Del maravilloso reino animal me interesan los animales con coraza. Las tortugas, los armadillos, el rinoceronte de Durero. Hay algo en los exoesqueletos, en las placas de piel enconstrada, en los refugios portátiles que apela a mi instintiva necesidad de poner, entre el mundo y yo, un filtro de escritura. El armadillo es mi hermano pues también me hago esfera impenetrable amansando palabras. Como la tortuga, guardo cabeza, patas y cola dentro de un fósil de verbos descontinuados por la RAE. Los animales con coraza son los escritores del reino animal, la torpeza y la falta de imaginación asignó a los simios lo que perteneció siempre a los cangrejos.
Pero no es eso lo que deseo narrar. Los animales acorazados son sólo un punto de partida, un esfuerzo por justificar por qué -pese a mis posturas animalistas, taciturnas y vegetarianas- compré el pangolín cuando me lo ofrecieron en la calle. Estaba confinado dentro de una lata de galletas Saltín y sus escamas hacían ruido cuando se movía. Le pedí al vendedor que esperara mientras corría al cajero y pagué el precio, elevado, sin regatear. Ahora el pangolín corre por el apartamento, se comió las hojas de las matas y se esconde en los rincones cuando me descubre mirándolo. Tanto él como yo andamos escondiéndonos. Tanto él como yo sabemos que la carnes es frágil debajo de la coraza.

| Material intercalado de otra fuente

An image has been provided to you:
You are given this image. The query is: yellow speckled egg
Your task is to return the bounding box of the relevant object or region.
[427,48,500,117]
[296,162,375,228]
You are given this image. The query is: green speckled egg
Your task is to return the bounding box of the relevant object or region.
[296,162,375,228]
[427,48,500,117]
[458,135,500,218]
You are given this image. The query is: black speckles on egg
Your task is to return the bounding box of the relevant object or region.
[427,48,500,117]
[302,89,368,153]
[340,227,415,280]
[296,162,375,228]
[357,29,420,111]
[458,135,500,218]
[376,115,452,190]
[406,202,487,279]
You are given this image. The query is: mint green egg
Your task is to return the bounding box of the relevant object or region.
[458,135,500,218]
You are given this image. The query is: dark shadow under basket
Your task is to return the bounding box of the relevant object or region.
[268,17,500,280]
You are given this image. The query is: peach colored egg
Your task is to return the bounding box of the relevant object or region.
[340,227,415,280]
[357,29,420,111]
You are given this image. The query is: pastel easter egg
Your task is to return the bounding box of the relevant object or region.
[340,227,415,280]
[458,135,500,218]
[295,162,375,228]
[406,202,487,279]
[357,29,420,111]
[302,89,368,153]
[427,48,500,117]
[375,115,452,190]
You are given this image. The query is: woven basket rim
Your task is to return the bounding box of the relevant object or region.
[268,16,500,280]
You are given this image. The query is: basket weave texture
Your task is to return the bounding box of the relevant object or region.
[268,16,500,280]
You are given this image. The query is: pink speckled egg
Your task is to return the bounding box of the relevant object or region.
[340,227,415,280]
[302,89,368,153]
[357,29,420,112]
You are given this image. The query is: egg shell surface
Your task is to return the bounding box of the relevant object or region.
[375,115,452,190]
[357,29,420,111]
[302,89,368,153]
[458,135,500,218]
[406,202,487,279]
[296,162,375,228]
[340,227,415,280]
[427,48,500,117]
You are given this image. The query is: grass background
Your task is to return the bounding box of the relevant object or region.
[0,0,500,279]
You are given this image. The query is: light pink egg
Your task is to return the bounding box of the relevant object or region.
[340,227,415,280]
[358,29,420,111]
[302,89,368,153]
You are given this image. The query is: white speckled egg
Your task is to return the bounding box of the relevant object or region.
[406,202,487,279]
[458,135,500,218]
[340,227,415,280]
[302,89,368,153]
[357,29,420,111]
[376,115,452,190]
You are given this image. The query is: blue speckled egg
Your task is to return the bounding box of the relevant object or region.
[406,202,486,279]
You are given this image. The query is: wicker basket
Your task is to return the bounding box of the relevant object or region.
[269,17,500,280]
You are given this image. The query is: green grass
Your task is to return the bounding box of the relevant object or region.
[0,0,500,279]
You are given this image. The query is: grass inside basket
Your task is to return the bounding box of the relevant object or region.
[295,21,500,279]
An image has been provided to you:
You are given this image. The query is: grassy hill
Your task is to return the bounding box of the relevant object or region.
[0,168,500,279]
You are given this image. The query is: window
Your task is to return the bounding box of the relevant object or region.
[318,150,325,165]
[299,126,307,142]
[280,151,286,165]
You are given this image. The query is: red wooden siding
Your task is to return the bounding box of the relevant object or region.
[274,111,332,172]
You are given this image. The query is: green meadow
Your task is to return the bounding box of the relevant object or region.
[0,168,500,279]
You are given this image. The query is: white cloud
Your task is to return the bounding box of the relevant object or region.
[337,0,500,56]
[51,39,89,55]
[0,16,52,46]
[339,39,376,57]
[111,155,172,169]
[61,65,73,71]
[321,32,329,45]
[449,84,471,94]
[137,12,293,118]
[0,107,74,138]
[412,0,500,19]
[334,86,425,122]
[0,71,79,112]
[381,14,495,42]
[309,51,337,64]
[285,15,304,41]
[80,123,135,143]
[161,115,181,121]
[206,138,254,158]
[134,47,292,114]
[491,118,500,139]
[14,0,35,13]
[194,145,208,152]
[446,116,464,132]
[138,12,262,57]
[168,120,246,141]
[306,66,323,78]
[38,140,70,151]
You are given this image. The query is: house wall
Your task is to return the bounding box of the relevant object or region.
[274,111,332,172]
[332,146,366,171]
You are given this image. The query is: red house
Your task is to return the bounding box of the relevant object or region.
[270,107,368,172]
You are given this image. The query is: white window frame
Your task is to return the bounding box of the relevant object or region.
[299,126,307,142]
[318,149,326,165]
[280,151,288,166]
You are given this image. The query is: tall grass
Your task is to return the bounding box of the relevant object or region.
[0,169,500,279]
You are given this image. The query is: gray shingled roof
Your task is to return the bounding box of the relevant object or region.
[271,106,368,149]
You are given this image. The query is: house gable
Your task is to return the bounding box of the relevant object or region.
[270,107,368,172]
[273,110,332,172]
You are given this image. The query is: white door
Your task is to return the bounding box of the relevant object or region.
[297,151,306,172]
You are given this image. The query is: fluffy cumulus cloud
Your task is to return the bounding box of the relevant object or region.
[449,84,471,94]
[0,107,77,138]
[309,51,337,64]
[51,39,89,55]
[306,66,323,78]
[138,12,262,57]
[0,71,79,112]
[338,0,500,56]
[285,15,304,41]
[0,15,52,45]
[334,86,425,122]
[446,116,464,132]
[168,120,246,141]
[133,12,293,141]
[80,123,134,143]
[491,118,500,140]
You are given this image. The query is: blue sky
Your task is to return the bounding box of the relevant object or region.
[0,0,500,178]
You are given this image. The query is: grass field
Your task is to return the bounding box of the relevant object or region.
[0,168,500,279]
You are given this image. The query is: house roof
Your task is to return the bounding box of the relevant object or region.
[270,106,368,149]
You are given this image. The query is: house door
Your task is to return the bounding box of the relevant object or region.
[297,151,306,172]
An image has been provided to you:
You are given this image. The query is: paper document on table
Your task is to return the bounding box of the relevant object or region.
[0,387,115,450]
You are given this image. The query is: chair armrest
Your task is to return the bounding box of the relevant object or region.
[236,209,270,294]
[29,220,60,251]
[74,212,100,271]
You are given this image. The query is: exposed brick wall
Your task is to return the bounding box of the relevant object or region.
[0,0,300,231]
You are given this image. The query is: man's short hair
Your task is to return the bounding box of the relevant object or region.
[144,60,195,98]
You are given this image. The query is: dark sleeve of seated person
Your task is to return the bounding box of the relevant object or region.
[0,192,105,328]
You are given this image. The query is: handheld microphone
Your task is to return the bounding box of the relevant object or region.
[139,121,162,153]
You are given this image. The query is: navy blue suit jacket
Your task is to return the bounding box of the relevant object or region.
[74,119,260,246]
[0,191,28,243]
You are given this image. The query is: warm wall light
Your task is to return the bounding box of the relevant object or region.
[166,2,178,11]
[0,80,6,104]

Lo anterior es mentira, por supuesto. Ya no venden las Saltín en lata, para empezar, y además es improbable que se distribuyan pangolines en Medellín. Lo escribo para poner un escudo. Una historia de un animal sintiéndose extraño como forma de echar murallas frente a la historia que en verdad debería estar contando: la del que escribe cuando no tiene temas, la del que dice cuando no tiene nada que decir. Estoy a diecinueve cuentos de terminar el reto y me siento tocando el fondo. Las ideas están escasas.
Hace un rato el autor miró a la ventana, vio un armadillo de madera que no recuerda de donde sacó. Escribió: «Del maravilloso reino animal me interesan los animales con coraza».